2
votes

Say I have 2k partitions. I.E. 2k distinct partitions keys. All partitions have 3 guid rowkeys.

To illustrate:

Partition 1 - Guid 1(rowkey) - Guid 2(rowkey) - Guid 3(rowkey)

Partition 2 - Guid 4(rowkey) - Guid 5(rowkey) - Guid 6(rowkey)

.... etc etc.

If I were to do a query for an exact guid across all partitions. What sort of query performance would I be looking at? A direct retrieve or table scan?

More background info. I intend to have the following schema:

UserEntity
Partition Key - User Guid
Row Key - Username

OpenIdEntity
Partition Key - User Guid (Same as UserEntity)
Row Key - OpenId

Now, when a user logs in, I need to 1) find the open ID (select record with 1 distinct rowkey here, regardless of partition) 2) find username. (select record with 1 distinct partition key. table scan for a property or something. Since partition key is known and partition is small, the impact of table scan should be minimal)

My concern is step 1 being slow if the Azure Table Storage scans entire table to find 1 distinct rowkey.

Thanks in advance.

1

1 Answers

5
votes

Your concern is warranted. A query of the form "all entities with RowKey X" will result in a full table scan.
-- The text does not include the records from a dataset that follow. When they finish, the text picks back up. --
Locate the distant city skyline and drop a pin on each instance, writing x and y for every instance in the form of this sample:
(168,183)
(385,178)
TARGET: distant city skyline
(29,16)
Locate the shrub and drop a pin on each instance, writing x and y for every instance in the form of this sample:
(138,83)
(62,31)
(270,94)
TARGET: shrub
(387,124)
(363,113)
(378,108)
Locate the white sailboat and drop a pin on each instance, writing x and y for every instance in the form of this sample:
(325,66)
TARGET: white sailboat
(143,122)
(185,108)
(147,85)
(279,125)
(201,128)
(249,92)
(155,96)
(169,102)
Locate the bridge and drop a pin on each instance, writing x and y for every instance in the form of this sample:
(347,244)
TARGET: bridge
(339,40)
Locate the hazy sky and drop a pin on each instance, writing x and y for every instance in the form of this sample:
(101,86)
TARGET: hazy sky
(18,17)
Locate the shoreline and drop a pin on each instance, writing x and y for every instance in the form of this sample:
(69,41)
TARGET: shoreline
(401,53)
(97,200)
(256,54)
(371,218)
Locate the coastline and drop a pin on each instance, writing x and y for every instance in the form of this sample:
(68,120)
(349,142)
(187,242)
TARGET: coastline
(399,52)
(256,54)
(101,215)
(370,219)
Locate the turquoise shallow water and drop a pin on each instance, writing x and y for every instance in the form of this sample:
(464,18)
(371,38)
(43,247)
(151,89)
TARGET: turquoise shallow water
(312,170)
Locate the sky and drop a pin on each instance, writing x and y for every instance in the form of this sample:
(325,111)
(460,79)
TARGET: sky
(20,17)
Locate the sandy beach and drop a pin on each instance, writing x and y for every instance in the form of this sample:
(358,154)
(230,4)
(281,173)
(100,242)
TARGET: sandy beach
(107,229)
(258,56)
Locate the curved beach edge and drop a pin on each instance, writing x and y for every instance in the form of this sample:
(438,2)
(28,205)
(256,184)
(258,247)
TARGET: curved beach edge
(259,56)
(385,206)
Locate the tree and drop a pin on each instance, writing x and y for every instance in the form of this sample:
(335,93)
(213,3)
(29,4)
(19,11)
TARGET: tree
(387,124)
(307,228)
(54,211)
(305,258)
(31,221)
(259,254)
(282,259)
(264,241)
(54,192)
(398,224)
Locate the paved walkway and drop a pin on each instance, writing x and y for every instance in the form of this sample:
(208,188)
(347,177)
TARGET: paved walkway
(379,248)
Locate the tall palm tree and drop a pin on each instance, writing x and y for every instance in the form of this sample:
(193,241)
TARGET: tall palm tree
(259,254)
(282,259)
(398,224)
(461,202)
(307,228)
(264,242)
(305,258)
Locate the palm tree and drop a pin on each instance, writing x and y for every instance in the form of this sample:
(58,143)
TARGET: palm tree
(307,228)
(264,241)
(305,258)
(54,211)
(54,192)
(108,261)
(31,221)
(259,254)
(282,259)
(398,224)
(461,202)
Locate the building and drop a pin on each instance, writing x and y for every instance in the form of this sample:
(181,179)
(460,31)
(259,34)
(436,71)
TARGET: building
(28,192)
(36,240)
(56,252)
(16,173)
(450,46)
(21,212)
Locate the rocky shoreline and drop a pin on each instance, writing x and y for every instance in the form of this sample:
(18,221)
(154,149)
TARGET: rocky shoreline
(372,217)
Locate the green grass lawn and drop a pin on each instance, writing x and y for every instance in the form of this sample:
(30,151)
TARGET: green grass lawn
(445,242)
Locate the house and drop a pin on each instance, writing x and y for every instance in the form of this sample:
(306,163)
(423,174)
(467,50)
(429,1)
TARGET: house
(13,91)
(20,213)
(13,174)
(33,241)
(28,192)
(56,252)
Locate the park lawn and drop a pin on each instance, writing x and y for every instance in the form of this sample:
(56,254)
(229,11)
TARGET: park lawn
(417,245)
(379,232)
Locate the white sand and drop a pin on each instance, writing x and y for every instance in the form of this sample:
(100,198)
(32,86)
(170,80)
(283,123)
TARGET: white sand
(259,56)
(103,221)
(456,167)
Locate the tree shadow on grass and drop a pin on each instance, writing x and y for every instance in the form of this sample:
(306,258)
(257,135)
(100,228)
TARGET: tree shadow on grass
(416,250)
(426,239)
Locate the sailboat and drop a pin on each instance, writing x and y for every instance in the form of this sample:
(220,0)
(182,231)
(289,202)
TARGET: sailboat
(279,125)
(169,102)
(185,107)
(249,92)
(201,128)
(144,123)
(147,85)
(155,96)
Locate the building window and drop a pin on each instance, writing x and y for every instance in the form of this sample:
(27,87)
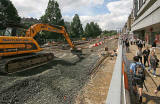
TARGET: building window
(138,4)
(144,1)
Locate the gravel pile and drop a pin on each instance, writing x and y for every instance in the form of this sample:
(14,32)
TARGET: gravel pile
(55,83)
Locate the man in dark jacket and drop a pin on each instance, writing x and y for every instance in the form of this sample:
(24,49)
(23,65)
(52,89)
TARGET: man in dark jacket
(146,53)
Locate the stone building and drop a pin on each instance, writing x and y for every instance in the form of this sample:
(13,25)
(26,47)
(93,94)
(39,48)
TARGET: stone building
(146,23)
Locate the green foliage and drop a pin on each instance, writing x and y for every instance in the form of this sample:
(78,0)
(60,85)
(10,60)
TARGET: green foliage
(8,14)
(109,33)
(92,30)
(76,27)
(53,16)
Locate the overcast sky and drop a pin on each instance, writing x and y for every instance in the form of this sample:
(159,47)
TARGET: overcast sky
(109,14)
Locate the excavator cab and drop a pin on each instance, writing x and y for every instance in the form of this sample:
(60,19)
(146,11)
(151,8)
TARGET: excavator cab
(26,49)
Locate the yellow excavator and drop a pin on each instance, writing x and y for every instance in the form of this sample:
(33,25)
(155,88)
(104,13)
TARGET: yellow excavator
(21,53)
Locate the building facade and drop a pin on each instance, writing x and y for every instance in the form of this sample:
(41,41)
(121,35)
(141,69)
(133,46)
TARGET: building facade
(146,25)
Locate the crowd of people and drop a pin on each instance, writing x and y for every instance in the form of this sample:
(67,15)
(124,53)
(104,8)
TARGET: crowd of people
(138,67)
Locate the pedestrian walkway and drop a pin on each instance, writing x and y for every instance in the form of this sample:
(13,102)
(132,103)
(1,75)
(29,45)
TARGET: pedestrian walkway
(149,97)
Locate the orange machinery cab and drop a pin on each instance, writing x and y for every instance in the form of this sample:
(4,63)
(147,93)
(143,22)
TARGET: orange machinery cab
(13,45)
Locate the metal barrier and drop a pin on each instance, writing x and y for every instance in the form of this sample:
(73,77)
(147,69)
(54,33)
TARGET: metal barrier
(119,91)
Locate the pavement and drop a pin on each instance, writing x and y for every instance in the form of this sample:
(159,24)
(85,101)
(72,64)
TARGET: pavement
(149,97)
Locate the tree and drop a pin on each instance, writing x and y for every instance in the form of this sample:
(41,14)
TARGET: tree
(53,16)
(92,30)
(76,27)
(8,14)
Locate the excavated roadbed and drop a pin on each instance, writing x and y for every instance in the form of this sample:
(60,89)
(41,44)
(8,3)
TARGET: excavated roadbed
(58,82)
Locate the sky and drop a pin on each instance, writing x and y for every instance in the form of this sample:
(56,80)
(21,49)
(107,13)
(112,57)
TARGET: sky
(109,14)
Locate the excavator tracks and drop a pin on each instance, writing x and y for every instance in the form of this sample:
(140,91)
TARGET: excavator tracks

If you know the set of partition keys you're using, you could issue n parallel queries (one for each partition). E.g., "all entities with PartitionKey 1 and RowKey X," "all entities with PartitionKey 2 and RowKey X," etc. Issuing these in parallel would mean you're doing n direct lookups, which will generally be much faster than a table scan.